二人きり














「それじゃ、行ってくるね」

そう言って水瀬名雪は今まさに出かけようとしていた。

「はい、行ってらっしゃい」

「ま、せいぜいがんばれよ」

それを見送るのは名雪の母親である水瀬秋子と従兄妹の相沢祐一。

名雪は春休みになったこともあり、部の合宿に行くことになったのだ。

「祐一、なんか投げ遣りだよ」

どうやら言い方が気に食わなかったらしく、その頬を膨らませ怒りを表している。

しかし、元々の顔立ちの所為かどうしても可愛いとしか思えない。

祐一もそう思ったのか笑みを少し漏らしている。

「そりゃそうだろ? 行くのはお前なんだから」

「う〜、確かにそうだけど」

「それに別に俺が何にも言わなくても名雪はがんばるんだろ?」

「それもそうなんだけど〜」

何か思うところがあるのか名雪はなかなか納得しようとしない。

それなりに時間も立っているのだが気づかない娘に秋子が口を開いた。

「名雪、早く行かないと時間に遅れるわよ」

「わっ、時間ぎりぎりだよ」

それを聞き、腕時計を見てやっと時間に気づいたらしく慌て出す。

「早く行けよ。

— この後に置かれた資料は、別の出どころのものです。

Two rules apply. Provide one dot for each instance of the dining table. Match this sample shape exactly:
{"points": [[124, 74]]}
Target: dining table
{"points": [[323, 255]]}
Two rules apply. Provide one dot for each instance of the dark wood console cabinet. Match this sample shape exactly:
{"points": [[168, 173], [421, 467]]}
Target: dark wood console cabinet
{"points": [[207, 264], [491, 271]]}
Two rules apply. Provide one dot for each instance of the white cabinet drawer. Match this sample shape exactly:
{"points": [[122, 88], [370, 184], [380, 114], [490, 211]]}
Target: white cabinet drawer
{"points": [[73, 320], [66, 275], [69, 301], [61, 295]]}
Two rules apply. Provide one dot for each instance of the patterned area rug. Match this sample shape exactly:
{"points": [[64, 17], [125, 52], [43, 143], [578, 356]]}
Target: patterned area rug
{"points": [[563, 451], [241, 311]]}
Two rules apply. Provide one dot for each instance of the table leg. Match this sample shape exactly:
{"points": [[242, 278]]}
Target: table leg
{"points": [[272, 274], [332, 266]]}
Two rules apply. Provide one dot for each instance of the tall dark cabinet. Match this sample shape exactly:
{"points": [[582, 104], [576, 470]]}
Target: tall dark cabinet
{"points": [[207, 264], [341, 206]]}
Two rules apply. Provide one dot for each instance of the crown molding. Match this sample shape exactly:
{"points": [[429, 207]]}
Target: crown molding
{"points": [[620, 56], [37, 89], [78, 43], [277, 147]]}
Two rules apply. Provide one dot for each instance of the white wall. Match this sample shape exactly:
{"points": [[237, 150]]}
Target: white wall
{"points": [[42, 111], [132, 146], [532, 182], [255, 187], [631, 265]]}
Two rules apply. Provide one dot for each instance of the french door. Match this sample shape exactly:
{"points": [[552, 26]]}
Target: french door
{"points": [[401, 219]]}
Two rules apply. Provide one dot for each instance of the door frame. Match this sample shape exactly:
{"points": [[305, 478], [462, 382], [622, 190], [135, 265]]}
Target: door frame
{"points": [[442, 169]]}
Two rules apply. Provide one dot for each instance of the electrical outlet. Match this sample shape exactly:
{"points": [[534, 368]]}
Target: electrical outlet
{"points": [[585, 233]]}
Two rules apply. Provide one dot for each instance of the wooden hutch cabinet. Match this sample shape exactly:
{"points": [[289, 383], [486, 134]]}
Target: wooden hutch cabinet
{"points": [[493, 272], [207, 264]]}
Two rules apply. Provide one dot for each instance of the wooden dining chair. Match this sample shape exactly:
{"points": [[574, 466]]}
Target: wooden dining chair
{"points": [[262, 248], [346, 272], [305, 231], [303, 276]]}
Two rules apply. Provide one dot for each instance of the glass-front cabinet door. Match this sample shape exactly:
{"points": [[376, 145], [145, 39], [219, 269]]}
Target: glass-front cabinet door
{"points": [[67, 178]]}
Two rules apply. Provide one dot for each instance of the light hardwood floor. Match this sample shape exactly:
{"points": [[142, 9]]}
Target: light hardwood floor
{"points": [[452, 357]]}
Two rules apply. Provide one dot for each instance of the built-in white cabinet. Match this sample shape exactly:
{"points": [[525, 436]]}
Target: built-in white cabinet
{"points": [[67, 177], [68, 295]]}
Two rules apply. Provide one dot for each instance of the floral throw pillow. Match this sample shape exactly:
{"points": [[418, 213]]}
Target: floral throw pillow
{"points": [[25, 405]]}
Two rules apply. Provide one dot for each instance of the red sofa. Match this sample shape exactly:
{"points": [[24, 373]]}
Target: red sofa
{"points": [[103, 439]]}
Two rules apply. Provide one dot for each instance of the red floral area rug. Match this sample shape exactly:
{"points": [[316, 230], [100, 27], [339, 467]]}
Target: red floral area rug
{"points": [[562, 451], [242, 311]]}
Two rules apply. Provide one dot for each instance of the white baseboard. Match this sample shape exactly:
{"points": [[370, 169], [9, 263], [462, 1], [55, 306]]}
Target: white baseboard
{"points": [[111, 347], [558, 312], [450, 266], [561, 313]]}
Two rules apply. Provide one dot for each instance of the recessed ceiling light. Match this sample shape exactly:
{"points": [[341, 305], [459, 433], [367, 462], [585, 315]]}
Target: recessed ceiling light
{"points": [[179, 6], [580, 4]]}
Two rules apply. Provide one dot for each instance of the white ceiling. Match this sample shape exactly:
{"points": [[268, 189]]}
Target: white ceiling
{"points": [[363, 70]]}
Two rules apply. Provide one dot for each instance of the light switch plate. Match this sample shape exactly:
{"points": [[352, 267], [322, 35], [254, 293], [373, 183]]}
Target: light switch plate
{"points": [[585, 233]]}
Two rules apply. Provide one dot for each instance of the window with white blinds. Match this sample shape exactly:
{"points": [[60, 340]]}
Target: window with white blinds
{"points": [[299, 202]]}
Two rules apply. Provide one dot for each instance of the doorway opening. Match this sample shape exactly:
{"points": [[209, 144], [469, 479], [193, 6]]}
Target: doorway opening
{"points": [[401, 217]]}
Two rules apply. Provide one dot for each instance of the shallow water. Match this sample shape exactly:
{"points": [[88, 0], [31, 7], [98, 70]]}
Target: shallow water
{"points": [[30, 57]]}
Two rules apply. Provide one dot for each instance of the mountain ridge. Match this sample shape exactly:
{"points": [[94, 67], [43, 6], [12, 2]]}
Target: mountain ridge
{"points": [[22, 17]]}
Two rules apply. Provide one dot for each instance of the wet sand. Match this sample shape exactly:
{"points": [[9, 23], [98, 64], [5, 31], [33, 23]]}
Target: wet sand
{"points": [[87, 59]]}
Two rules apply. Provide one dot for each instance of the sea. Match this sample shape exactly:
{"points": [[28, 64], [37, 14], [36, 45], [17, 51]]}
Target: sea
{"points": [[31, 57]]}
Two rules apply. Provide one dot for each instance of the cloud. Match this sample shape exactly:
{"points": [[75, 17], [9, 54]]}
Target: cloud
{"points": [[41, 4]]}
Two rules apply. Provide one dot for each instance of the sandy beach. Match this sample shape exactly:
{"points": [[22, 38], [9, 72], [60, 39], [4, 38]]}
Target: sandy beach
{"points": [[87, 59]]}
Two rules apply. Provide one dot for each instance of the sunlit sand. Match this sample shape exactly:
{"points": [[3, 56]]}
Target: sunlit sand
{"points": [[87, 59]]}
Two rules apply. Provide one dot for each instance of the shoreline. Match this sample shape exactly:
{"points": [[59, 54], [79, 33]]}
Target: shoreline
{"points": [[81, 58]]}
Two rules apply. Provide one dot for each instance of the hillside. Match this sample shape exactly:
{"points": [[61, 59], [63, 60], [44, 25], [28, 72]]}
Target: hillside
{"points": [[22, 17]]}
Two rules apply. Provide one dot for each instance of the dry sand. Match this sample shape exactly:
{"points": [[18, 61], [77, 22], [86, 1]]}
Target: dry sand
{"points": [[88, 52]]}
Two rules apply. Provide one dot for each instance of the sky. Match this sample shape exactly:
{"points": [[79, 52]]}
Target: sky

名雪が時間どうりに行くことなんて少ないんだから」

一言多いのは相沢祐一という男の性なのだろうか?

「う〜、そんなこと無いよ」

「それじゃあ、三年になったら時間通り起きてくれるか?」

「う、えっと、それは……う〜〜」

起きてくれないのかと祐一は心の中で嘆き、一言言おうと決める。

「……頼むから起きてくれ」

それが嘆願のようにしか聞こえなかったのは祐一の心を表していたのだろう。

「ほら名雪、早く行かないと」

またもや時間を忘れている娘に早く行くことを促す。

「わ、わわ、行ってくるね!」

そう言ったかと思うと今までの事は忘れたかのようにバンと扉を開けて名雪は走っていった。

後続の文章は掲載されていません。